Vielfältige Realität Flexwork
Flexible Arbeit ist kein abstraktes Phänomen der Zukunft, sondern Realität. Jeder vierte Erwerbstätige oder rund 1,3 Millionen Menschen in der Schweiz arbeiten bereits als Flexworker.1 Sie sind in einem Arbeitsarrangement tätig, das sich ausserhalb der klassischen, unbefristeten Vollzeit-Festanstellung bei einem einzigen Unternehmen bewegt. Das sind namentlich Selbstständigerwerbende ohne Angestellte, Mehrfachbeschäftigte, Teilzeitarbeitende mit Pensen unter 50 Prozent, Arbeitende auf Abruf und Temporärarbeitende. Damit leisten Flexworker einen massgeblichen Beitrag zur Wertschöpfung in unserem Land.

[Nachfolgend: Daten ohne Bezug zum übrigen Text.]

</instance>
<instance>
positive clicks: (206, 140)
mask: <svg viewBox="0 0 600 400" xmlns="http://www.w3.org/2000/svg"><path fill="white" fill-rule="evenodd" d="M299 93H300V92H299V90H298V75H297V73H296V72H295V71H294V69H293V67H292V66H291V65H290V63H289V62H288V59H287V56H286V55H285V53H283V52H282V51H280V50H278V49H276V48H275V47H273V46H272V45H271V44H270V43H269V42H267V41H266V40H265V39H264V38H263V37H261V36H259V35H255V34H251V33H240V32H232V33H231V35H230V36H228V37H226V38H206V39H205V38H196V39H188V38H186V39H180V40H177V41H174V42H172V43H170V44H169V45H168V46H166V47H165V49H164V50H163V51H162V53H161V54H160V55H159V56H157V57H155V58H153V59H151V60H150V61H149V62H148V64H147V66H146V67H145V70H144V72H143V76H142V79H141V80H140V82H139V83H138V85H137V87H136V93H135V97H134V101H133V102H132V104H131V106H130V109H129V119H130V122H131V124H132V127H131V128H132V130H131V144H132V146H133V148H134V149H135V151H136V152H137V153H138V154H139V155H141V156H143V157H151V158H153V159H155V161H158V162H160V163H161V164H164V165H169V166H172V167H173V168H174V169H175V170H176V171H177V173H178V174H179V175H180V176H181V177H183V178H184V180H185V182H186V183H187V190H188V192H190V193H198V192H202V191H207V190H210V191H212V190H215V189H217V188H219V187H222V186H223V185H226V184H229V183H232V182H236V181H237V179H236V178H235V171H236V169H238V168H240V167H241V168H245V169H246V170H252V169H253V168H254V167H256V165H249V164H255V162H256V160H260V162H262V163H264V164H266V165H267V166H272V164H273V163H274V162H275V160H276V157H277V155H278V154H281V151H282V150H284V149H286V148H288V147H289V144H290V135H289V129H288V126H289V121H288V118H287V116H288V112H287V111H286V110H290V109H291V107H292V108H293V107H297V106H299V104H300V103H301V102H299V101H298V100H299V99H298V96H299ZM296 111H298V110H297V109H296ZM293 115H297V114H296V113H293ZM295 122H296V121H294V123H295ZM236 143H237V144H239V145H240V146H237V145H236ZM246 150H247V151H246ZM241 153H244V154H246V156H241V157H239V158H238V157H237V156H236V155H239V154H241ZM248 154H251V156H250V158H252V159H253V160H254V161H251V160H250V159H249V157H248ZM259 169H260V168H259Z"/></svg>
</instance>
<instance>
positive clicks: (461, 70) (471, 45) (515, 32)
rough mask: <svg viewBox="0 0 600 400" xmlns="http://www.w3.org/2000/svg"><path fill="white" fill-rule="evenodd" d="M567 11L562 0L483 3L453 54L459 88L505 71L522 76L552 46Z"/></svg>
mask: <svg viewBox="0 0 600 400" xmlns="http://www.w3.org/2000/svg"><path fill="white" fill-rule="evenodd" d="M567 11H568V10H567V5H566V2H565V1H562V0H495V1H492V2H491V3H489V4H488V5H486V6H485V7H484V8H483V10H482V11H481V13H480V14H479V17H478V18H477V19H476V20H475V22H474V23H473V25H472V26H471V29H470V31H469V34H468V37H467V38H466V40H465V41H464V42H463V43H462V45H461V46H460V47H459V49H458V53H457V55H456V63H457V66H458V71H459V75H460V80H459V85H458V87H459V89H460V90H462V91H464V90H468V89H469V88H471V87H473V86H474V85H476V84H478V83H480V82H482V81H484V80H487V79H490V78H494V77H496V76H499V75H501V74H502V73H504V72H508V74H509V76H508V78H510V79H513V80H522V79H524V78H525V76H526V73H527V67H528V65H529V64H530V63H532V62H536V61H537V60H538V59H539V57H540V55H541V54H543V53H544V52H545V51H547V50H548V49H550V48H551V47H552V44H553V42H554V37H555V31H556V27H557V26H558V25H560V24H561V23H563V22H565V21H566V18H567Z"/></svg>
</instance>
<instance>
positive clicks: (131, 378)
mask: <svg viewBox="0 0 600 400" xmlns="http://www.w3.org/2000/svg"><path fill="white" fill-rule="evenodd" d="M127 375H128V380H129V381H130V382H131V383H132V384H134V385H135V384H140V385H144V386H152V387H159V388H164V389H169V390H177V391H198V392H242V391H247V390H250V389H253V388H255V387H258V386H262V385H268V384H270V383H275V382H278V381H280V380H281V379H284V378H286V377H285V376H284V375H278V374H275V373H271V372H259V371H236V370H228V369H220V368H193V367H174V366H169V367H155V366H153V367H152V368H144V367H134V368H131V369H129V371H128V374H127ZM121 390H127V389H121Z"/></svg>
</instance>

Die Menschen hinter den flexiblen Arbeitsformen sind hinsichtlich ihrer Motive noch vielfältiger als die Arbeitsformen selbst. Sie reichen von Studierenden, die sich ihre Ausbildung finanzieren, über Menschen in der Mitte ihres Lebens, die Unabhängigkeit suchen oder für Angehörige sorgen, bis zu über 60-Jährigen, die fliessend in den Ruhestand wechseln.
Lösungen aus der Praxis wegen lückenhafter Gesetze
Das Schweizer Arbeits- und Sozialversicherungsrecht ist noch nicht in dieser Realität angekommen. In verschiedenen Bereichen fehlen Lösungen oder wird flexibles Arbeiten noch erschwert. Die Arbeitszeit kann zum Beispiel noch nicht frei über den Tag oder die Woche verteilt werden, obwohl sich das viele Arbeitnehmende wünschen (und teils auch schon tun). Wer mit niedrigem Pensum arbeitet oder mehrfachbeschäftigt ist, bekommt Lücken in der Altersvorsorge und im Invaliditätsschutz, weil das Sozialversicherungsrecht auf die traditionelle Vollzeitstelle ausgelegt ist.

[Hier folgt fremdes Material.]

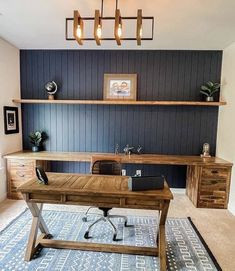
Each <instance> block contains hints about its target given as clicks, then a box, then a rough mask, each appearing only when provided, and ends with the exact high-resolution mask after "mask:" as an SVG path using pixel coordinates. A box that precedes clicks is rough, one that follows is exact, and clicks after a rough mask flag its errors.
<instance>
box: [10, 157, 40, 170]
mask: <svg viewBox="0 0 235 271" xmlns="http://www.w3.org/2000/svg"><path fill="white" fill-rule="evenodd" d="M10 167H11V169H24V168H34V167H35V161H34V160H23V159H13V160H10Z"/></svg>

Für die Temporärarbeit hat die Personaldienstleistungsbranche daher eigene Lösungen entwickelt, die eine optimale Balance zwischen Flexibilität und sozialer Sicherheit gewährleisten. Da Temporärarbeitende als Angestellte gelten, kommt das Arbeits- und Sozialversicherungsrecht zur Anwendung. Damit Temporärarbeitende ab der ersten Einsatzstunde fürs Alter vorsorgen können und gegen Invalidität abgesichert sind, rechnet die Branche BVG-Eintrittsschwelle und Koordinationsabzug auf den Stundenlohn um. Über den Gesamtarbeitsvertrag Personalverleih besteht eine Krankentaggeldversicherung, die unabhängig von der Dauer des Temporäreinsatzes im Bedarfsfall Leistungen von bis zu 720 Tagen erbringt. Zudem betreibt der Gesamtarbeitsvertrag Personalverleih einen Weiterbildungsfonds, der ab einer Einsatzdauer von bereits 2 Wochen Weiterbildungsleistungen erbringt. Diese können innerhalb eines Jahres für Weiterbildungen im Berufsfeld der eigenen Wahl bezogen werden. Finanziert wird der Fonds über obligatorische Arbeitgeber- und Arbeitnehmerbeiträge.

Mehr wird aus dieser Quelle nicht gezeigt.